Project Ideas
Here are some project ideas, roughly in the order of increasing difficulty / scope. For all projects that involve applying program synthesis to a new application area, the default recommendation is to use an existing synthesis framework such as:
You can also implement a synthesizer from scratch if you feel up to task. Please talk to me before finalizing your project topic. A list of papers that have applied program synthesis to other areas is given in Synthesis + X.
- Reproduce any experimental results from the papers we read in class or from the reading list.
- CEGIS: Re-impement a symbolic program synthesizer based on a CEGIS loop. Your synthesizer must accept input in the SyGuS format.
- SemGuS: Build a SemGuS solver. You can try to adapt any papers for SyGuS to SemGuS or build on top of the existing solvers. You can also contribute domain specific benchmarks in the SemGuS format and build a solver only for that domain. Some algorithms to target FrAngel, Markov Chain Monte Carlo, symbolic solvers, neural solvers, and advanced enumeration techniques. Some concrete ideas:
- Use inductive relations and random testing library like QuickChick to synthesize SemGuS programs.
- Use unrealizability proofs to accelerate search to candidate solutions.

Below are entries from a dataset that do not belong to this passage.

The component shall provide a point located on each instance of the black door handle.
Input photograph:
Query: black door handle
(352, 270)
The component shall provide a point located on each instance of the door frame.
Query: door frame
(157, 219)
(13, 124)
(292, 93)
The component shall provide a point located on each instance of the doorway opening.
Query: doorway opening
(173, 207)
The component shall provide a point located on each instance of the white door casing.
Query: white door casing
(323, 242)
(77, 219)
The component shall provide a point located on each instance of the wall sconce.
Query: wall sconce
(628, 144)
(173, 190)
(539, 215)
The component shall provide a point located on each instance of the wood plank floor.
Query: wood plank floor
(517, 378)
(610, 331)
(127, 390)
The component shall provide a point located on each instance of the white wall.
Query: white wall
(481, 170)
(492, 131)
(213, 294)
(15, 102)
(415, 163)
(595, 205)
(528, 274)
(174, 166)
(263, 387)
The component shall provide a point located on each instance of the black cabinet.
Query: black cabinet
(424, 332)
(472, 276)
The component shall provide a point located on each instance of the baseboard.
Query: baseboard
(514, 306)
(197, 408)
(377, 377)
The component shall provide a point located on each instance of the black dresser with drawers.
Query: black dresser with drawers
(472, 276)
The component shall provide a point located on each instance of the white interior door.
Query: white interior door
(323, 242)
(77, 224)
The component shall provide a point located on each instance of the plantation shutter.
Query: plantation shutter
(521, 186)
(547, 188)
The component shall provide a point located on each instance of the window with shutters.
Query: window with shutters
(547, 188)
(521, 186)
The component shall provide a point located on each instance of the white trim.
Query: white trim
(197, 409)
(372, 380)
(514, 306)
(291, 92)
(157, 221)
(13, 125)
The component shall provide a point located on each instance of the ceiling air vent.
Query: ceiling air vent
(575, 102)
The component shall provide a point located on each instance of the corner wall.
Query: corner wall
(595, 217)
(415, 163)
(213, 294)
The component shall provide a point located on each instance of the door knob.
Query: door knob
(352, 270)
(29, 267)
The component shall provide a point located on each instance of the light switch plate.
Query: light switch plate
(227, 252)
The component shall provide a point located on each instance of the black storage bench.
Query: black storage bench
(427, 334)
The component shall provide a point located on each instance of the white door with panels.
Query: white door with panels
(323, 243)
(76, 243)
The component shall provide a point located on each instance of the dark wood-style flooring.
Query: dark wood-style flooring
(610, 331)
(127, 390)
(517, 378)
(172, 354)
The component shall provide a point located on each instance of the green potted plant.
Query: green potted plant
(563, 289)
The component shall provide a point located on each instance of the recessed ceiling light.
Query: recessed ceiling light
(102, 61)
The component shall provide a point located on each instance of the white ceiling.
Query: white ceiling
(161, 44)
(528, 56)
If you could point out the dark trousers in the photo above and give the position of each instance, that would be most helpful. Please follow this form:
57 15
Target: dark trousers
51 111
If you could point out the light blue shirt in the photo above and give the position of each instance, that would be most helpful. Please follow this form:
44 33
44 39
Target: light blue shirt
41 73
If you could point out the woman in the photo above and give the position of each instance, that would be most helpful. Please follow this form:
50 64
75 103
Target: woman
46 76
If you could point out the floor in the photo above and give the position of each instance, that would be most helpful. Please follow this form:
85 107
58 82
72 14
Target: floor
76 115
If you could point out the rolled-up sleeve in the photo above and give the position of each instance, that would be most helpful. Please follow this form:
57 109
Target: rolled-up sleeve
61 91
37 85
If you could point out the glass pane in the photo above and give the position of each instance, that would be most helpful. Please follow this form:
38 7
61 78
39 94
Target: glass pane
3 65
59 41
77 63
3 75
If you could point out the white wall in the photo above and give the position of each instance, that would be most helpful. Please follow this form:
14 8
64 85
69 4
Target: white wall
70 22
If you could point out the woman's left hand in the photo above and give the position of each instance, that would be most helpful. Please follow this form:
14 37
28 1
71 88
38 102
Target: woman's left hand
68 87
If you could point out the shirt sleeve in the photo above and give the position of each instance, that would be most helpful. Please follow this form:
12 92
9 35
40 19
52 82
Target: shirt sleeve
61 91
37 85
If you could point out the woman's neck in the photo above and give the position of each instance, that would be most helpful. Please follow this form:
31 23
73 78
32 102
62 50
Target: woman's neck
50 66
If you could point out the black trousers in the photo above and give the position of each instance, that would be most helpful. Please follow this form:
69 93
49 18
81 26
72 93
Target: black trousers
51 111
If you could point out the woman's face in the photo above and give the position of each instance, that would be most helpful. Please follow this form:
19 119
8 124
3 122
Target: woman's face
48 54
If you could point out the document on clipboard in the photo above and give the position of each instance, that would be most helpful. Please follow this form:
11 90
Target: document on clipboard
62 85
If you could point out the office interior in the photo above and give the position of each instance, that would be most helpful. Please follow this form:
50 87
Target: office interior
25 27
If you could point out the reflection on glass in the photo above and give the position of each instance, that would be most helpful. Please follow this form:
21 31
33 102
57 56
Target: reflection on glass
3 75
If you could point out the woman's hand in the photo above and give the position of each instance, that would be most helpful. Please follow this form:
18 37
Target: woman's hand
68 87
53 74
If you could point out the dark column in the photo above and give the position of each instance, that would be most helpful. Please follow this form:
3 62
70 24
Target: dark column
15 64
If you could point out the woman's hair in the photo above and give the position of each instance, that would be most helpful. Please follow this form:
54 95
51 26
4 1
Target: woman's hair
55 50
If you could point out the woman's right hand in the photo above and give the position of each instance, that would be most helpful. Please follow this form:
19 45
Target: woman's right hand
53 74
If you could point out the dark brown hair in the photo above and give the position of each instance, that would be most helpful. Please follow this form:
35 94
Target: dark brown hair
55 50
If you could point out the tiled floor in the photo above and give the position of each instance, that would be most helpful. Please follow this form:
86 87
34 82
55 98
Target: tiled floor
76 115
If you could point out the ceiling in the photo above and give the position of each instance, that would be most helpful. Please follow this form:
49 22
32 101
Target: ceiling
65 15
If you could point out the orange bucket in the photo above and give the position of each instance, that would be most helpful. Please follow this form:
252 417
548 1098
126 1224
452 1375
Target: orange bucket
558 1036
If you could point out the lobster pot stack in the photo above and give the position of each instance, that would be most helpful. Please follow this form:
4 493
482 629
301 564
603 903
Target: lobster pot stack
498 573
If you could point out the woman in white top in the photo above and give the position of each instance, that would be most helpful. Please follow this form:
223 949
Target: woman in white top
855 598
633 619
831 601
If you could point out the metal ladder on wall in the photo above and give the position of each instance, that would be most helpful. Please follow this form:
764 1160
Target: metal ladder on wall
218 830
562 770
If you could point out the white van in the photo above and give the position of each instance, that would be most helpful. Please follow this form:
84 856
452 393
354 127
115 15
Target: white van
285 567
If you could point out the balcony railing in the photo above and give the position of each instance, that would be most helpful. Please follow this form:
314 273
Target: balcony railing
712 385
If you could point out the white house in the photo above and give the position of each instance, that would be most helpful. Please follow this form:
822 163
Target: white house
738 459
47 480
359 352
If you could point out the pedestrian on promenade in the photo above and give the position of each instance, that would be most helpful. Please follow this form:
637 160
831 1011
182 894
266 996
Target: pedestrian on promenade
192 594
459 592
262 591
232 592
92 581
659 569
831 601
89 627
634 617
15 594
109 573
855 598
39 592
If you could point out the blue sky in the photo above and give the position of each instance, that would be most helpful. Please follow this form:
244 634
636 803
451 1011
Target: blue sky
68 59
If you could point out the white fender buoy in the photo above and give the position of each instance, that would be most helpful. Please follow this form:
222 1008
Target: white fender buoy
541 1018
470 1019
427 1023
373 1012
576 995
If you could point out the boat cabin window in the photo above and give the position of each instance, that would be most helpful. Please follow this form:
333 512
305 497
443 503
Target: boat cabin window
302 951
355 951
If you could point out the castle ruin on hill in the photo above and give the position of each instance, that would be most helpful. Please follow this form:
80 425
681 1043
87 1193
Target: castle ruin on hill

- Extend RbSyn: RbSyn is a synthesizer we developed to synthesize Ruby programs with side effects. There are exciting opportunities to extending this work:
- Synthesize loops: There has been past work on synthesizing programs given some loop invariant (or inferring the loop invariant). However, this is about synthesizing programs that can use the higher order combinators like map, reduce, filter, etc. (potentially without built-in knowledge of what constraints to use).
- Synthesize resource safe programs: A capability system can be potentially included in RbSyn to synthesize programs that are always resource-safe, i.e., always closes files after using, closes sockets after network I/O is done, etc.
- Integrate with LLM: Ruby has a large amount of publicly available code on Github, thus allowing large language models to generate almost correct code. The goal would to find novel ways to integrate LLM in the program generation part while still maintaining correctness.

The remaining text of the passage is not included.